1. Encrypted data storage
We have always encrypted all sending and receiving of data. But we felt that it was not enough. We have now chosen to encrypt the data at rest, when stored in our data centers.
GDPR is demanding “appropriate level of security” when it comes to transmitted, stored and processed data. Encryption of data is one example (not requirement) that legislators have identified as appropriate level of security and we have taken this advice seriously and encrypted all data at rest
2. Two factor authentication
From now on, sponsors can enforce two factor authentication for logging into Viedoc. You can either do this by receiving a confirmation code by e-mail or an SMS making it harder for unauthorized people to access data in Viedoc.
GDPR is demanding “appropriate level of security”. Sponsors and users can now decide themselves on the level of security necessary for user authentication in their study.
3. The right to be forgotten – in Viedoc
We are now empowering Viedoc users to control who can see the personal information stored as part of every user account. Users can now delete their own study membership and their user account. Certain study management roles are also able to delete the data from a completed study. All of this was previously a manual and time-consuming process and can now be done in a couple of clicks.

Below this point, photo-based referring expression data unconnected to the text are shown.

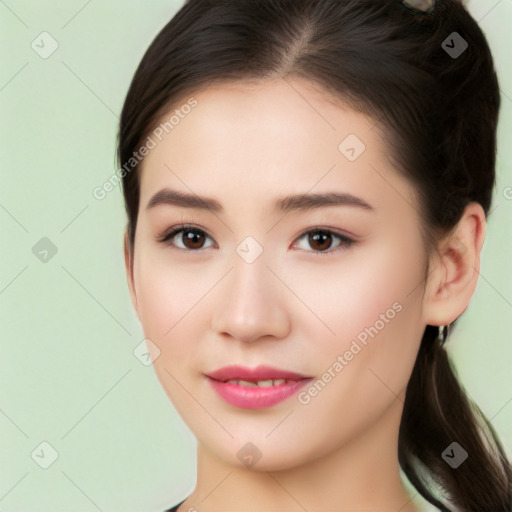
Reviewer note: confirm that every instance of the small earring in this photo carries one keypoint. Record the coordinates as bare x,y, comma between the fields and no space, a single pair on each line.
443,334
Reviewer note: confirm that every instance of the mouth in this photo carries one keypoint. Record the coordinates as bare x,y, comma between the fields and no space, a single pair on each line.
255,388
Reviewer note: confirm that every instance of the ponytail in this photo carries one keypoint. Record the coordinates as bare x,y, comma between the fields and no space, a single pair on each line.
438,412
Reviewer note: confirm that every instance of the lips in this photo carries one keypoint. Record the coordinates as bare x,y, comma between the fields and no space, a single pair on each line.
259,373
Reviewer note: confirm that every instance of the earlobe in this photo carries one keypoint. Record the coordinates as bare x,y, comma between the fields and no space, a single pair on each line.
128,262
455,270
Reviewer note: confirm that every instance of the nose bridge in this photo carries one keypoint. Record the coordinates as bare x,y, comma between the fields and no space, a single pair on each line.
251,303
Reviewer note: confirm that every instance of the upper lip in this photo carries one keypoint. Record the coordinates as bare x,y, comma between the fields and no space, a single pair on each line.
254,374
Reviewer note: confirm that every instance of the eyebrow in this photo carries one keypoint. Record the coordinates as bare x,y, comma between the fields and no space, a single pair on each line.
299,202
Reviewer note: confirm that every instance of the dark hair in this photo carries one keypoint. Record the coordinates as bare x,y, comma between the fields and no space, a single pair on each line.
437,110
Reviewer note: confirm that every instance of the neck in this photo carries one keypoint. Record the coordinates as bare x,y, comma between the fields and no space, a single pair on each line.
362,474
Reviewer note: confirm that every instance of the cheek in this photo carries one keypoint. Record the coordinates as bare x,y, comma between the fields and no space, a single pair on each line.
169,297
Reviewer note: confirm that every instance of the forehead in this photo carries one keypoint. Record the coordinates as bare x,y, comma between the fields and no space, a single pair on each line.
269,137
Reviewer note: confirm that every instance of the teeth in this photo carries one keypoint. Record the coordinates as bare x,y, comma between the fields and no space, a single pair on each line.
260,383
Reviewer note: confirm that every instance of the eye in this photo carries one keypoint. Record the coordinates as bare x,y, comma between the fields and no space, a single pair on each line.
318,238
321,240
192,241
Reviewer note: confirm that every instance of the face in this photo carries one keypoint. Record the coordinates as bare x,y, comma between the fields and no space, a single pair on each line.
330,291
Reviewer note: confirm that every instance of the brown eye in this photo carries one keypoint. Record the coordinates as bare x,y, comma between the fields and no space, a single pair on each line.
186,238
320,240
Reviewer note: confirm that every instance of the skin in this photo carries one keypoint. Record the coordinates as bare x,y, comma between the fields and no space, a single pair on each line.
247,145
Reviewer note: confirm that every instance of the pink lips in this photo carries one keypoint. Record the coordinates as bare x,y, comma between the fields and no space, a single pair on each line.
255,397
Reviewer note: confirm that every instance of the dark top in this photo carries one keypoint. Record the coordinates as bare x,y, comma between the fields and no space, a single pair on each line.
175,508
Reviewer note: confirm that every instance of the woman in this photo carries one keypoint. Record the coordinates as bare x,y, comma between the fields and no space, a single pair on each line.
258,135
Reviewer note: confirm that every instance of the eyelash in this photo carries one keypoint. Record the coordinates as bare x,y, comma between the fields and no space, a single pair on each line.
168,235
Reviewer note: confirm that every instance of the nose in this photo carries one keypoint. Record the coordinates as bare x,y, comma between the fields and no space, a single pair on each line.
251,303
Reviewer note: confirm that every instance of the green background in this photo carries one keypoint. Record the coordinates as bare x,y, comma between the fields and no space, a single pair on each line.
68,373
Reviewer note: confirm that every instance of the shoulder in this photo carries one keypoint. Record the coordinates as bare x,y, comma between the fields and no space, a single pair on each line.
175,508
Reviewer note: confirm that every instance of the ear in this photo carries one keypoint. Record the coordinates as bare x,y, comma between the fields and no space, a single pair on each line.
455,269
128,263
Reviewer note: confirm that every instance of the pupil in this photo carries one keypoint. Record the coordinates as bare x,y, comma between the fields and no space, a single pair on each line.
193,236
316,237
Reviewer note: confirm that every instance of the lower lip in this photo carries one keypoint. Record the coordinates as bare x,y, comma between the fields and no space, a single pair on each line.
255,397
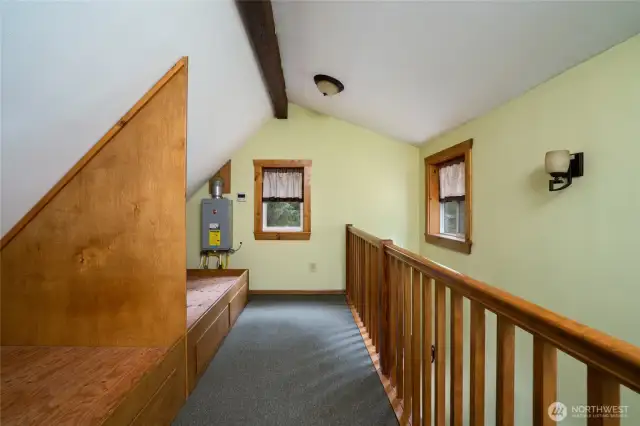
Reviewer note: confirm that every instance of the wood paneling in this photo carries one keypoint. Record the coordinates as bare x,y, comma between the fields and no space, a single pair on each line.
73,385
225,174
111,133
257,16
103,262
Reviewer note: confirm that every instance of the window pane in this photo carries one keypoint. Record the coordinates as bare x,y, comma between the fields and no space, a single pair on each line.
283,214
450,217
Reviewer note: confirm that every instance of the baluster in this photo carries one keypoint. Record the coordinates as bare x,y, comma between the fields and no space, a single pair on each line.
477,354
441,306
545,370
427,341
415,347
365,316
393,321
385,271
371,293
348,264
375,299
455,386
360,277
400,341
602,391
505,373
408,357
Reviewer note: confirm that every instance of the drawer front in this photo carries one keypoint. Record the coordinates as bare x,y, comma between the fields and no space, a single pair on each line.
207,345
238,303
166,402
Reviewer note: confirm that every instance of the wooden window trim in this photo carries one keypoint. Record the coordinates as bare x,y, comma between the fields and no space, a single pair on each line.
432,197
258,233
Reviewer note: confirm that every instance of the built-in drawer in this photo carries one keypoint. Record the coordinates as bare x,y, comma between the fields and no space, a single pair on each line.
157,398
208,343
166,402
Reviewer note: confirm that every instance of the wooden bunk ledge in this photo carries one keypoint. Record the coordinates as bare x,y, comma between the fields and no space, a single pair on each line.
113,131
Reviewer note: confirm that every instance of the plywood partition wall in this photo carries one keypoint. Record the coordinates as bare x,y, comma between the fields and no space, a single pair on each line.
100,260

GDPR is stating the right to be forgotten, or deleted, from a register or database. The controller, or study sponsor in clinical trials, is responsible for this. We have made it possible for the user to do this in an easy and efficient manner. We have also empowered investigators to decide which study he or she wants to participate in, protecting their user data.
4. Updated documentation
GDPR enforces us to make it clear what responsibilities our clients have and where we step in and take responsibility of stored data, clarifying what data is exchanged, the purpose of doing so, how it is handled and what protective measures have been taken. This applies to both the business side – client agreement – and the user side - terms of conditions.

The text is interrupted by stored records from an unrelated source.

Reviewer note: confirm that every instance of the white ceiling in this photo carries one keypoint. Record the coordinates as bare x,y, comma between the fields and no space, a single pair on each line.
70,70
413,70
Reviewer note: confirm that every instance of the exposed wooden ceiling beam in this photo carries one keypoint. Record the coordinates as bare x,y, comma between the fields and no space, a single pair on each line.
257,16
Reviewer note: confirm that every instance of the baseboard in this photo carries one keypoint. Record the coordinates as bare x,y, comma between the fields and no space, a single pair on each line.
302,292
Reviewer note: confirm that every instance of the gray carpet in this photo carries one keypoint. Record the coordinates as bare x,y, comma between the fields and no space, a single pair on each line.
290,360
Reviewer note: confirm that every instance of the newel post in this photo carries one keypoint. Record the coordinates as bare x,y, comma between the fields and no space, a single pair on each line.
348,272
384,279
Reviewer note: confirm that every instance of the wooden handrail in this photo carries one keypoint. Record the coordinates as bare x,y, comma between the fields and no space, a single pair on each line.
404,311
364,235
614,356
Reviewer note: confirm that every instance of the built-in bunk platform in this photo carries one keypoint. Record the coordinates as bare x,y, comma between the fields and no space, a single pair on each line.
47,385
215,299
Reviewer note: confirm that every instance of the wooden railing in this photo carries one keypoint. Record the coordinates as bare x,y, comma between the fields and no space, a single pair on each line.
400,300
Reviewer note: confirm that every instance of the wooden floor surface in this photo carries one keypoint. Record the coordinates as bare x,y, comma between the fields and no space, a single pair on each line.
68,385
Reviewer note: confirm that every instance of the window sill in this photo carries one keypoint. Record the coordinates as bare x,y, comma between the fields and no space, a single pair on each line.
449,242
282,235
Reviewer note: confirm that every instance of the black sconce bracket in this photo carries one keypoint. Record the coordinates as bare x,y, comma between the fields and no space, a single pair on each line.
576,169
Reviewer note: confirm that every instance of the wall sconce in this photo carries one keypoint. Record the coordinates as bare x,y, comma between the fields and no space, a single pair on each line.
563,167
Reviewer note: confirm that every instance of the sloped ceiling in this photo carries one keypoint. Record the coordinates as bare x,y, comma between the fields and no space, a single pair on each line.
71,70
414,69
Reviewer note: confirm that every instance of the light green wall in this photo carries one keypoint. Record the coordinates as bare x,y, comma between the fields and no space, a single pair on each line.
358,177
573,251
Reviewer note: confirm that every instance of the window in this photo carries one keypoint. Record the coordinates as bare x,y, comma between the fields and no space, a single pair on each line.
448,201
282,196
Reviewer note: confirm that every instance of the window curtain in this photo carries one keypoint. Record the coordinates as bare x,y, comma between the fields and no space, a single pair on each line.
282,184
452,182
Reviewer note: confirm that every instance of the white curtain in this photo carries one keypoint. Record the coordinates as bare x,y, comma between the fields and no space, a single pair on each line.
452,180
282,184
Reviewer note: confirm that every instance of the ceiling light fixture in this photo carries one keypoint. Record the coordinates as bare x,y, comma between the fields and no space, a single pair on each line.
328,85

Definitions – who is doing what in the world of GDPR?
What kind of data are we talking about?
GDPR is – when it comes to clinical trials – all about keeping control of contact and user data from sponsors, CROs and clinical staff. Study data is stored pseudonymised and the data is collected according to clinical study regulations like GCP making GDPR only applicable in certain areas.

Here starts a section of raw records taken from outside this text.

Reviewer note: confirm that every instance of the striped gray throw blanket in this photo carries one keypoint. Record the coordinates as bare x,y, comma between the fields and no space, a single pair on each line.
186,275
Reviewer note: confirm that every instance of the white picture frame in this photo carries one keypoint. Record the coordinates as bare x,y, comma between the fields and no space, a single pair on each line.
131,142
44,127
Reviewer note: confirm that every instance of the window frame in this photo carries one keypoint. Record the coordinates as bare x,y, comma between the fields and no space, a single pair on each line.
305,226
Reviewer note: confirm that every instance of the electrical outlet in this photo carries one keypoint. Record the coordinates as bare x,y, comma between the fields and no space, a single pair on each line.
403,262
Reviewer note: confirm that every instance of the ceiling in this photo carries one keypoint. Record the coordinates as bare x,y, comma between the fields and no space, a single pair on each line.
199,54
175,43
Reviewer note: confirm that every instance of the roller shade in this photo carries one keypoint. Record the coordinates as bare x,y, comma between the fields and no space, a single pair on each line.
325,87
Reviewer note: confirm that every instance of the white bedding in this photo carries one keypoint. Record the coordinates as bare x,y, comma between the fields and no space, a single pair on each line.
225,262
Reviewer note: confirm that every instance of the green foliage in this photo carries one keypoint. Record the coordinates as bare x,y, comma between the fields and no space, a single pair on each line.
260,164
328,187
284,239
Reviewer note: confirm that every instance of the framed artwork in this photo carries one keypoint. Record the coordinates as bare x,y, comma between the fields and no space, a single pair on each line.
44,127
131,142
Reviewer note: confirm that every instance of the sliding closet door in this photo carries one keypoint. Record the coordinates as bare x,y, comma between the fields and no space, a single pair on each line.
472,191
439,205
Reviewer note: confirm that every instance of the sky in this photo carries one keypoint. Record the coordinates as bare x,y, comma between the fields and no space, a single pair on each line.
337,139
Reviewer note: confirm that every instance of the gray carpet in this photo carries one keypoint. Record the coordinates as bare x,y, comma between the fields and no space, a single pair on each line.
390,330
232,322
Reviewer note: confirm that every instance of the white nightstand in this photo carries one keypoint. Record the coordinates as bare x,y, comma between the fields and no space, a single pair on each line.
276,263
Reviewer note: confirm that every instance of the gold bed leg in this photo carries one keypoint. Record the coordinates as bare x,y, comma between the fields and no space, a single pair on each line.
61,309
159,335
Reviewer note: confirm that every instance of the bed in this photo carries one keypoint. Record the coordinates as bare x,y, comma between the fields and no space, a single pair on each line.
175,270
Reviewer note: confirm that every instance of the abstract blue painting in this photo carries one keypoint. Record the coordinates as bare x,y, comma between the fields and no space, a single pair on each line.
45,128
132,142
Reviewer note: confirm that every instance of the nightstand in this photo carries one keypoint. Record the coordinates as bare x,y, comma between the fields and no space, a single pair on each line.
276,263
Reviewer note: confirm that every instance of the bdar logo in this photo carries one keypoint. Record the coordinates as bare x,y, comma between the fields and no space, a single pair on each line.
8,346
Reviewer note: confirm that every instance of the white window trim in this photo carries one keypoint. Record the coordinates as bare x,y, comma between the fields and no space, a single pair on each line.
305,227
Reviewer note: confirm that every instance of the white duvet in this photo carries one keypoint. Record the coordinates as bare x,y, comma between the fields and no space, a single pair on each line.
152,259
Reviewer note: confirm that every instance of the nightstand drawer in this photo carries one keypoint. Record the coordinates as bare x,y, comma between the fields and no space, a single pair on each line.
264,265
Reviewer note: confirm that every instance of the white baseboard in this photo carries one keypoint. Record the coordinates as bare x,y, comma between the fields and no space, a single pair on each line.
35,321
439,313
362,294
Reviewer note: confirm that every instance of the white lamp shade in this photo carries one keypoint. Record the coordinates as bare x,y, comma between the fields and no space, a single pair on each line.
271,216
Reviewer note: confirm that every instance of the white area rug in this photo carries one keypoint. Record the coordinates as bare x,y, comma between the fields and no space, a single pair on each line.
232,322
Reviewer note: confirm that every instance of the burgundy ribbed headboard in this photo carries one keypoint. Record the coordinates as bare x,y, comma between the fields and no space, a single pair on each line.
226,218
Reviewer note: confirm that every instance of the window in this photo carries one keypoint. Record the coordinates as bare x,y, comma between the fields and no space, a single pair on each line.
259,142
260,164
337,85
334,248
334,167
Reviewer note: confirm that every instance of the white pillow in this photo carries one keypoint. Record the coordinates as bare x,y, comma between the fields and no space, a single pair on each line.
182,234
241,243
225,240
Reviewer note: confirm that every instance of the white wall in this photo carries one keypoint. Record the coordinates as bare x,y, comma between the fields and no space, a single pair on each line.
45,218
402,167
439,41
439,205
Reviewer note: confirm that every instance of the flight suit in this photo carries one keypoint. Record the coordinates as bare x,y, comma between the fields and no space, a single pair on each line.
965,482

Controller is the study sponsor – biotech company, academia or pharmaceutical company. The controller owns the data and is therefore responsible for the data, but the platform vendor is the controller of the user accounts. Sponsors can’t be controllers of the user account as investigators can work in Viedoc with several different studies for different sponsors and there should generally be only one controller of the specific data.
Processor is another term that you need to know about. It’s usually the CRO in the world of clinical studies. The CRO is processing the data for the study.
Doctors and clinical staff are in most cases the users. They fill in study data – and their personal data in the Viedoc platform.